Kitchener and Waterloo are twin cities located 105 kilometres west of Toronto. The population of Kitchener in 2006 was 204,668, more than twice the size of Waterloo, at 97,475. Although they have grown together physically over the years and are now contiguous, each city retains its own identity and independent municipal government.
The land on which both cities are built was designated by the British Crown in 1784 as a reserve for the Six Nations. This land was subdivided and a part was sold in 1805 to Mennonites from Pennsylvania. From the 1820s to the 1870s, many German-speaking immigrants from Europe settled in the area. They named their hamlet Berlin, in honour of their German heritage. Berlin became known as Canada’s German capital, but when the First World War broke out, the city confronted outside hostility over its cultural distinctiveness. A plebiscite in 1916 determined that the city would be renamed after the British secretary of war, Lord Horatio H. Kitchener.

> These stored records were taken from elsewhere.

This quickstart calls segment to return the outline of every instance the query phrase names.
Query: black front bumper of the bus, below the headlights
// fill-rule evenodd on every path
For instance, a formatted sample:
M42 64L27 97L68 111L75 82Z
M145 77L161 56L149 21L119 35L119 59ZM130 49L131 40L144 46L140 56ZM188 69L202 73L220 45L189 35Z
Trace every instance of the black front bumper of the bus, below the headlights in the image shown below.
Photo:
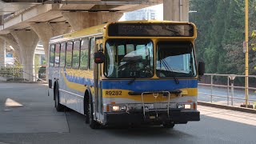
M200 121L200 112L198 110L170 110L146 113L142 112L110 112L104 114L105 125L117 124L149 124L161 125L163 122L187 123L189 121Z

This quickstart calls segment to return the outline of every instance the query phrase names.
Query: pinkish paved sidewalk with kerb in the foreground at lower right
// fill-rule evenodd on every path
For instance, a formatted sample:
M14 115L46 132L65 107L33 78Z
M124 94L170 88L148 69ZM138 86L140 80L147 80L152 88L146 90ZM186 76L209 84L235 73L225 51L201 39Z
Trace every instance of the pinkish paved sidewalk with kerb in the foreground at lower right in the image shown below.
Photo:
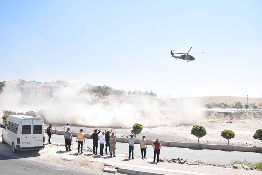
M140 175L157 175L157 174L176 174L176 175L262 175L261 171L239 170L230 168L185 165L167 162L153 162L153 159L128 159L126 157L94 156L88 154L94 159L93 162L102 162L105 165L115 166L119 173L123 174L140 174Z

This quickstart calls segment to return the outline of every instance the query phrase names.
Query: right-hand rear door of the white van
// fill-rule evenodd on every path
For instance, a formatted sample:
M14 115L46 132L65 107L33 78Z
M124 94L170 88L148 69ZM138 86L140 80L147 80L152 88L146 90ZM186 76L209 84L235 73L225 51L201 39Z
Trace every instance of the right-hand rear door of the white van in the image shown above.
M41 119L33 119L32 146L43 146L44 128Z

Industry in each community expanded steadily. By 1835 Waterloo had three breweries, the large Granite Mills and Distillery (which would become the Seagram’s distillery), and several metal foundries. Berlin (Kitchener) had a foundry, button factories and meat processing came in the 1890s with the founding of the J. M. Schneider Ltd. meat company. Both communities were key centres in the furniture and leather industries, a sign of the unique skills the German craftsmen brought there.
Early on, Waterloo was home to two Christian colleges, St. Jerome’s (Catholic), founded in 1865, and the Evangelical Lutheran Seminary of Canada, founded in 1911. From these institutions, two major universities – the University of Waterloo and Waterloo Lutheran University (later Wilfred Laurier University) – were established in the late 1950s and early 1960s. These were joined by Kitchener’s Conestoga College in 1967. Waterloo is also a major centre for the insurance industry and has an active high-tech and research industry, largely fuelled by the world-renowned computer science, engineering and mathematics programs at the University of Waterloo.

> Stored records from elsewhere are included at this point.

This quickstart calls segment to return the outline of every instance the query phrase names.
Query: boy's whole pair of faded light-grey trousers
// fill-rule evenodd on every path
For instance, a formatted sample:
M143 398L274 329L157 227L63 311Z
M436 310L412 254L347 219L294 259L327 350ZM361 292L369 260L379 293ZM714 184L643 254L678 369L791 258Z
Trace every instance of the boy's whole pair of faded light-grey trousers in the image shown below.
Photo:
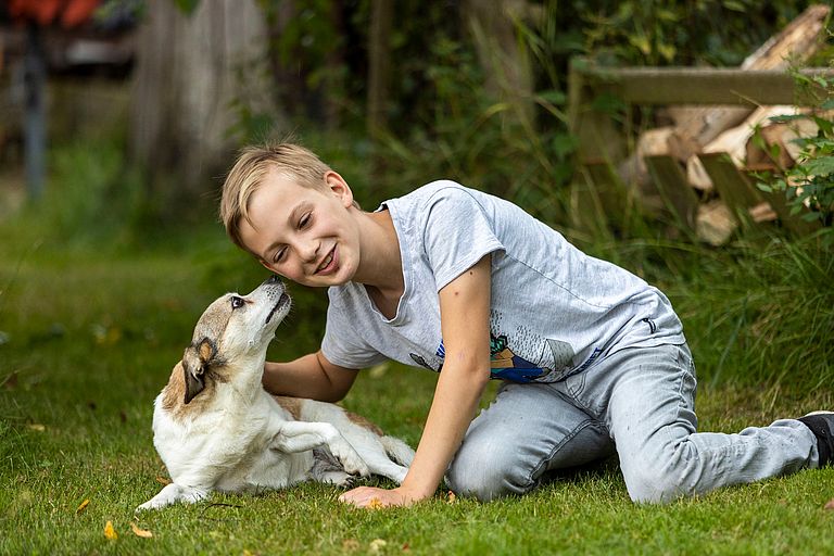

The celebration of German identity was introduced to the twin cities in the 1970s in an annual Oktoberfest festival, which has become a national tourist attraction. Since that time, other ethnic groups – Poles, Greeks, Portuguese, Italians, Chinese, West Indians, Serbs, Croatians and British, among many others – have created a new population mixture that makes the two cities a prime expression of Canada’s multiculturalism.